Christians ‘share much with Muslims’
Dear Editor, The recent protest by a small group against the attendance of Archbishop Diarmuid Martin at a Muslim celebration of Eid al-Adha is so misguided. As Fr Michael Sullivan wrote in your last edition [IC 06/08/2020], we share much with Muslims, in terms of our Faith in a loving God, while we still disagree on aspects of that Faith.
Perhaps those rushing to judge Archbishop Martin might undertake some study of both the Vatican II documents, where it clearly states that the Church has a high regard for Muslims who worship the one almighty God, the Creator of Heaven and Earth and the Quran, that states that Muslims should respect other faiths.
It is an irony that the protesters failed to appreciate that the celebration Eid al-Adha honours the willingness of Ibrahim (Abraham) to sacrifice his son Ismael as an act of obedience to God, has a biblical reference.
Templeogue, Co. Dublin.
Compassion exists only for the ‘woke’
Dear Editor, Reading a recent article about the hypocrisy of the “inconsistent criticism” on social media regarding journalists who spoke out about a picture circulating of a Sinn Féin senator wearing speedos and a Pope Francis t-shirt from the World Meeting of Families in Dublin [IC 06/08/2020], I was not in any way surprised. For some reason when a pro-life person is targeted online, their images shared and criticised relentlessly, it’s fair game.
However, when it’s someone the media deem ‘woke’ or has ‘acceptable’ opinions, suddenly a cohort of indiviuals grow a moral compass and defend the person from online abuse.

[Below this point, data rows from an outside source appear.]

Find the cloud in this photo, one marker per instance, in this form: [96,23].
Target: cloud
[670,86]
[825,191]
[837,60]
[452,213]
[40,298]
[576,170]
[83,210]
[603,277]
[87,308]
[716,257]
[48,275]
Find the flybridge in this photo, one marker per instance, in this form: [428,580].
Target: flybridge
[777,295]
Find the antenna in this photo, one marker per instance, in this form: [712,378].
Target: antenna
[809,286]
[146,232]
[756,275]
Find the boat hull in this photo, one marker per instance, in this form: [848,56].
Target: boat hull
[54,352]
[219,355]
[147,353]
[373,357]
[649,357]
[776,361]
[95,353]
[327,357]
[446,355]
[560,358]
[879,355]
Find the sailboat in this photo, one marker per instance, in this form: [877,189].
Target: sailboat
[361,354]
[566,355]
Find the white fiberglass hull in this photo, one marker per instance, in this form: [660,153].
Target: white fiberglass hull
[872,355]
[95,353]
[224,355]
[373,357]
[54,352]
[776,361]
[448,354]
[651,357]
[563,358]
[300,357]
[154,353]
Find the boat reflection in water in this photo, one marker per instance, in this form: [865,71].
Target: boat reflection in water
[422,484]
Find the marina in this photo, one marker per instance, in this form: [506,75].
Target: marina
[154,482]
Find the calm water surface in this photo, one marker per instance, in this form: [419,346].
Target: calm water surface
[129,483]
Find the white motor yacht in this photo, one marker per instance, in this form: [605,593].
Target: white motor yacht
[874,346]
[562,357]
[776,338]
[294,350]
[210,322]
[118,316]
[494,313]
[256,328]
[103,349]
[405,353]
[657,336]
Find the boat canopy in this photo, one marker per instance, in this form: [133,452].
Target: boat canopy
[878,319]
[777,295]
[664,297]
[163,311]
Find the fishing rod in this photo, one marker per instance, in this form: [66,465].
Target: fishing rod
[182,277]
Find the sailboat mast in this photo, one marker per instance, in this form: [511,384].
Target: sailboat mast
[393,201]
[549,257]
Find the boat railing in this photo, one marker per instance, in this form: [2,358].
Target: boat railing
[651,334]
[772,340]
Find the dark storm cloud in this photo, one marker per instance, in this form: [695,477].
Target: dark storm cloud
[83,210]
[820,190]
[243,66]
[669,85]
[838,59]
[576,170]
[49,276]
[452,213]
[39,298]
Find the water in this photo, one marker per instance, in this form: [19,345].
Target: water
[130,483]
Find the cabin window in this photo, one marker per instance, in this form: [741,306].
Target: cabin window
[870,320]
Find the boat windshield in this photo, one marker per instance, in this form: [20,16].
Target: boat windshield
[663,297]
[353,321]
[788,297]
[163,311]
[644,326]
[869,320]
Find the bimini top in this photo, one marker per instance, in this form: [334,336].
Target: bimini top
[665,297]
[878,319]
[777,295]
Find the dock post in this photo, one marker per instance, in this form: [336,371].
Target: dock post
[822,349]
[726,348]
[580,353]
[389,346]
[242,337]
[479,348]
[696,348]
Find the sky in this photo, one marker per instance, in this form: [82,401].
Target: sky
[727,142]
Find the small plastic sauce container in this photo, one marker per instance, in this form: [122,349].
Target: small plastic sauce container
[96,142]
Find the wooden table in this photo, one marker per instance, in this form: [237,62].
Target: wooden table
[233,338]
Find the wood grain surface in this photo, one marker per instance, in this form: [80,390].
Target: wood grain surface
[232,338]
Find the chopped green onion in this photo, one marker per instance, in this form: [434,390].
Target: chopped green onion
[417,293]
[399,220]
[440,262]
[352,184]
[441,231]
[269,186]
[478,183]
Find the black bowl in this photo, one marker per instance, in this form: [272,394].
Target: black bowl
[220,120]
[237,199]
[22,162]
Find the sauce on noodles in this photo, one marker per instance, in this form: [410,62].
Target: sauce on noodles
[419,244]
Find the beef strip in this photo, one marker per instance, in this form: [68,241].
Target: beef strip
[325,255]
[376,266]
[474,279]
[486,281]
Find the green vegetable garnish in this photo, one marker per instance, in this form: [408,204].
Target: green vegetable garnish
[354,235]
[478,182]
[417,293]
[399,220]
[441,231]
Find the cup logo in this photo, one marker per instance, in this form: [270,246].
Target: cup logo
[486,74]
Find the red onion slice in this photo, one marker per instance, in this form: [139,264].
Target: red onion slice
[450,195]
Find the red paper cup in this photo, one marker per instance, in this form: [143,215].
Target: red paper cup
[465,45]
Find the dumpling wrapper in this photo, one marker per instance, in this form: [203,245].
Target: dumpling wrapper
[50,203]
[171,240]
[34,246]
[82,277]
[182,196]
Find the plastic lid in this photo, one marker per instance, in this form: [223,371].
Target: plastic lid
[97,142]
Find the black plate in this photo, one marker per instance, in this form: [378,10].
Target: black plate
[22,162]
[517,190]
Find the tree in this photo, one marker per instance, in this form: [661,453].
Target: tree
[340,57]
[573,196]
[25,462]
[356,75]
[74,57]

Such is the case of Gavin Boyne, who thankfully spoke to your paper about the double standards he experienced because of his stance on the abortion referendum.
The resounding message is that if you’re pro-life you are not worth defending, even worse, you deserve the abuse you receive regardless of how personal and vitriolic. In fact, some journalists even feel it’s their duty to join in the hateful scrum and to publicise it even further, opening the floor for more condemnation.

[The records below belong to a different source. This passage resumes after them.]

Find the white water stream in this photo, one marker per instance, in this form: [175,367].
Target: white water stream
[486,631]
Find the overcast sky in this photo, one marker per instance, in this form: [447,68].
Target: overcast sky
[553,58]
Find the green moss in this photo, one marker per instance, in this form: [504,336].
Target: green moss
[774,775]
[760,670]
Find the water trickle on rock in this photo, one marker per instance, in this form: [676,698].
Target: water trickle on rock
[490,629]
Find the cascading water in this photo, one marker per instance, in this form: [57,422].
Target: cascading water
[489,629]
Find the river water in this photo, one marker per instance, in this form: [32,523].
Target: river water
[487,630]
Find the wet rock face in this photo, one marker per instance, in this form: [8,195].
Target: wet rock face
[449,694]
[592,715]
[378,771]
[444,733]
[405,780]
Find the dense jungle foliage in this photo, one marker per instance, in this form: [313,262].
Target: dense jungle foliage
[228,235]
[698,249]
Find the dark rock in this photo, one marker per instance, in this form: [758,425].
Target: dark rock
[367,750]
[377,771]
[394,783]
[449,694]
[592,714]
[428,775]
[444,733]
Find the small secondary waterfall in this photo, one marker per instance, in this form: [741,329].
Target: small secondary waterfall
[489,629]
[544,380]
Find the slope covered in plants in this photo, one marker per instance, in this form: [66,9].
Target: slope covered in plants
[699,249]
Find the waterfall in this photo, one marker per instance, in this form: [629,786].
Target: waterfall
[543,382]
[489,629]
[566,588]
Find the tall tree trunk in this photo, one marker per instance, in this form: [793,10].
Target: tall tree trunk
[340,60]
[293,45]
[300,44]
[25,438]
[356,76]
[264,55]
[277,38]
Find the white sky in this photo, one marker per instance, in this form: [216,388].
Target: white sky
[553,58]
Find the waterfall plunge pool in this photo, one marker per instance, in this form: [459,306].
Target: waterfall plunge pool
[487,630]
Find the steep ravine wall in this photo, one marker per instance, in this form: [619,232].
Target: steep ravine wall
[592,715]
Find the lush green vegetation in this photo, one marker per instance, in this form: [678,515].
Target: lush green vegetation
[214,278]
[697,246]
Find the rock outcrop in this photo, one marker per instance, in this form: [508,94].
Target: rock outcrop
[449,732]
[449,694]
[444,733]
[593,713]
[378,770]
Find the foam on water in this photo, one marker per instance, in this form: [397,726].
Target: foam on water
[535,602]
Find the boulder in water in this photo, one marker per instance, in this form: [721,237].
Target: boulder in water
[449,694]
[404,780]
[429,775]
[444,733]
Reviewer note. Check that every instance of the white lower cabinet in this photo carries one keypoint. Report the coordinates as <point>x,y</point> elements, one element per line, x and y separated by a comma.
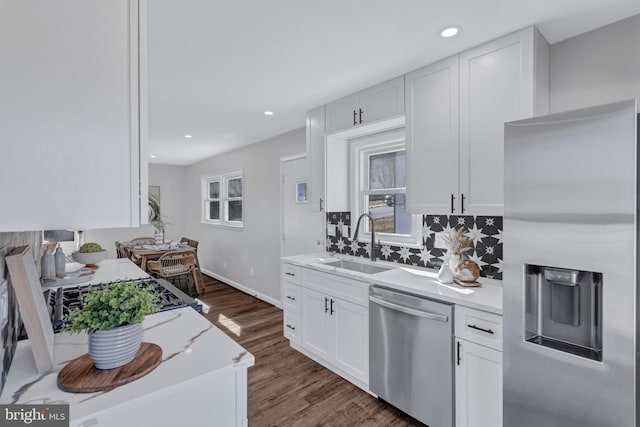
<point>326,317</point>
<point>337,331</point>
<point>478,368</point>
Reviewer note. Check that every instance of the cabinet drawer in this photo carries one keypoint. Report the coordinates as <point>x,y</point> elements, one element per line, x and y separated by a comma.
<point>479,327</point>
<point>292,327</point>
<point>291,273</point>
<point>291,297</point>
<point>331,284</point>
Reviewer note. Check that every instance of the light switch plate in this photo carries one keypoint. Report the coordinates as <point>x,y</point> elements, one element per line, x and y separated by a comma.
<point>441,242</point>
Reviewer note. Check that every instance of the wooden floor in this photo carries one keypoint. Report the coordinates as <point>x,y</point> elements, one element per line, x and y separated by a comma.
<point>285,387</point>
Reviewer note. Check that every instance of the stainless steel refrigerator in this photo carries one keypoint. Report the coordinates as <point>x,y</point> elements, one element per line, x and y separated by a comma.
<point>570,269</point>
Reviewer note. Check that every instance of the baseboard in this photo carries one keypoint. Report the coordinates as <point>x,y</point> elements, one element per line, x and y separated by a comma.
<point>243,288</point>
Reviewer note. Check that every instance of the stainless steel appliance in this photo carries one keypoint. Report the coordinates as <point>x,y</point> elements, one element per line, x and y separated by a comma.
<point>570,269</point>
<point>411,354</point>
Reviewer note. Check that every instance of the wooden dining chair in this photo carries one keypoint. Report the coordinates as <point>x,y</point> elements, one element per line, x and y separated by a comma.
<point>143,240</point>
<point>175,265</point>
<point>199,280</point>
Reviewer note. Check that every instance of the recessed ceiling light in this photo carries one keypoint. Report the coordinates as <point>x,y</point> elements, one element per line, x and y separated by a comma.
<point>449,31</point>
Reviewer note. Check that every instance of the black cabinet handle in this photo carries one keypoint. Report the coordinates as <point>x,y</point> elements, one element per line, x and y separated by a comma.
<point>488,331</point>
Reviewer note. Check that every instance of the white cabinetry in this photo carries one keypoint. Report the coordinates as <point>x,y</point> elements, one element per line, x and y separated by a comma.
<point>377,103</point>
<point>333,326</point>
<point>500,81</point>
<point>478,373</point>
<point>73,114</point>
<point>291,296</point>
<point>316,157</point>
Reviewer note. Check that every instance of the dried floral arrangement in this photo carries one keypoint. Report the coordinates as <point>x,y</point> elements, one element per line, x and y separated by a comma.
<point>457,242</point>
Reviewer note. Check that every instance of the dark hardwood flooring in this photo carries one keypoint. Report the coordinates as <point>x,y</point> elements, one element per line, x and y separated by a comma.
<point>285,387</point>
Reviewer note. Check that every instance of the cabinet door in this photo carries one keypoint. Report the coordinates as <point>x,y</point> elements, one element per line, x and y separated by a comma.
<point>496,86</point>
<point>351,339</point>
<point>432,138</point>
<point>315,323</point>
<point>342,114</point>
<point>478,386</point>
<point>383,101</point>
<point>70,115</point>
<point>316,157</point>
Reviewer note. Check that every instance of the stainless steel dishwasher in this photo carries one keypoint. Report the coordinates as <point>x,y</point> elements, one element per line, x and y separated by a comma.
<point>411,354</point>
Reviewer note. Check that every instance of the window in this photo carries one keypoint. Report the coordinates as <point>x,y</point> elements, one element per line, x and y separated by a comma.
<point>378,178</point>
<point>223,200</point>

Strange they can see the humanity in some but not others.
It’s a morality solely based on group-think and social trends that is led by a hegemony of weak individuals whose desires are to remain relevant, popular and in power.
Newbridge, Co. Kildare.
Christians have lost their awareness of the Devil
Dear Editor, The natural world is filled with clues as to the true nature of things and God speaks through them when we pause and listen.
I was watching a brilliant documentary about the Serengeti and the seasonal migration of animals. It showed the various predators as they stalked the herds of antelope and buffalo. Predators have different techniques but what is common to all is they always target the youngest and weakest.
One distinct advantage the herd has though is instinctive ‘situational awareness’. They know the lions are in the Savanna; that the crocodiles are waiting at the water’s edge and so can be prepared for the inevitable attack. They lose a small proportion of the herd. As humans we have lost our situational awareness, even as Christians. Not in relation to animal attacks but in the conflict with the world, the flesh and the devil.
It proceeds in much the same way but with a more insidious intention. The youngest and weakest are led away from the security of the praying Church community, into pastures that seem inviting. The Devil cannot make Hell look attractive so he makes the route look exciting. There is no quick kill as with a lion attack, it’s a gradual elimination of beliefs, the end of any prayer-life and even without moral corruption and ruin, the generations which follow are then automatically in the bag too. It’s a lot easier to protect in the beginning, than try to recover the lost further down the road.
We tend to think of ourselves as the top of the food chain on earth, which in the natural world we are; but remember that Jesus refers to us as sheep…mostly lost and the only defence we have against our enemy is the rest of the flock, the shepherd and to listen to His voice.